If you lay off some percentage Y of your work force, then your expected gains will only be k(x(100-y)/100). In other words, you will not recognize the same productivity gains as your competitors that chose not to lay off.

Yes I realize it is more complex than that, because of reduced opex, but there are diminishing returns very quickly.

[−] rvz 32d ago
Let’s take AGI to its inevitable raw conclusion. Not by the definition (ab)used by clueless VCs screaming about abundance, but by what is already happening using the worst case:

The abundance of mass layoffs and job displacement due to funding and building of AI systems is the true definition of AGI.

We might as well get there faster instead of delaying it.

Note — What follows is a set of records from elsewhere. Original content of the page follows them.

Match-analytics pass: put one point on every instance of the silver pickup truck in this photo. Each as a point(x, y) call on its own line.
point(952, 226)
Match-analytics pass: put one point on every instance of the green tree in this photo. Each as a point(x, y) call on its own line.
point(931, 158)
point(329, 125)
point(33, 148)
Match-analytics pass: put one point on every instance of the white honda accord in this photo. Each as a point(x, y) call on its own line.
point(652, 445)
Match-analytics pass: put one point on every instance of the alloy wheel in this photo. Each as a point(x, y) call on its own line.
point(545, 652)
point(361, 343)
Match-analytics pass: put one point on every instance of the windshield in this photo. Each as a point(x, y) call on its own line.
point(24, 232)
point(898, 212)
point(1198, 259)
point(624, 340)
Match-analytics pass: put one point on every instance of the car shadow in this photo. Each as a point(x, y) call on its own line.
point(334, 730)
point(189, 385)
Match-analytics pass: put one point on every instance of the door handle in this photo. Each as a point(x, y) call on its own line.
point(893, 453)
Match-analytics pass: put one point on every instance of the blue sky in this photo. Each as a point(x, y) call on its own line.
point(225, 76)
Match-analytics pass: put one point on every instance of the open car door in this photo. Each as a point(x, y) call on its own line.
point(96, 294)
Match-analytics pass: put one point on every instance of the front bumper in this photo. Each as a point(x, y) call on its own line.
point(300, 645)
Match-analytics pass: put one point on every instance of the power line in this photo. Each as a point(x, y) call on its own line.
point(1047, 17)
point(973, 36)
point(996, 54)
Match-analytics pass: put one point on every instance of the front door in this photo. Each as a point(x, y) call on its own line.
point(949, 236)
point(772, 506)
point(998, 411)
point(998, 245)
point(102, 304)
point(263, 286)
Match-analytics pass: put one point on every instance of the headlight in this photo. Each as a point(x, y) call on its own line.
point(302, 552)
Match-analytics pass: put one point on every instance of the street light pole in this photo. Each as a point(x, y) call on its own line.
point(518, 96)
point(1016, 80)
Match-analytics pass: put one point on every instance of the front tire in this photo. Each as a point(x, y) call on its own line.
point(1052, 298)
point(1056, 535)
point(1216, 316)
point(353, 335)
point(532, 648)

You have already seen Oracle and Block attributing their layoffs to AI so it is happening right now.

So why delay any further and just get it over with.

[−] rsalus 32d ago
Great paper.

> If AI displaces human workers faster than the economy can reabsorb them

Big if.

[−] khalic 32d ago
While I agree with the general sentiment that this requires monitoring and study, the abstract is _very_ tendentious, lays multiple hypothesis as facts and doesn’t provide any measurement or alternatives to their preferred solution.

This isn’t a scientific study, it’s a militant manifesto

[−] josefritzishere 32d ago
DApplying a Pigouvian tax to Ai companies might be difficult. None of them actually generate profit, nor have a model to ever do so. I think the huype machien needs to stop spinning before a solution like that would become practical.
[−] yobbo 32d ago
Start by shifting taxation from worker incomes to corporate incomes?
[−] incomingpain 32d ago
The way I see OP: It's the Luddite Fallacy.

Textile workers worried about machinery saying it's going to result in collapse of the economy when they lose their job.

But every time there's a new technology that threatens some jobs because of an increase in efficiency but investment thus can be placed in other locations creating new jobs. different kinds of jobs.

It's not different this time. Each time the luddite movement is wrong. They are solely concerned with their own selfish concerns and the demands to stop the technological improvement will not be heeded.

[−] isoprophlex 32d ago
So... the solution is basically "pay tax on the demand that you're destroying".

We can all hate on the premise (ai is good enough to do this) and/or the solution presented (centrally enforced taxation), but you gotta admit:

the messaging from SV's AI leaders about how "ai will take all your jobs" is confused as fuck, because if so, who will be on the consuming end of things?

[−] tiveriny 32d ago
[dead]
[−] slopinthebag 32d ago
Still looking for the AI in the room. Where is it exactly? Surely nobody is claiming LLMs are AI?
[−] paulpauper 32d ago
If AI displaces human workers faster than the economy can reabsorb them, it risks eroding the very consumer demand firms depend on.

That is a huge "if" though. I am not sure either that the latter falls from this. When the US transitioned away from assembly lines or agriculture dominated, it's not as if consumer spending consequently collapsed.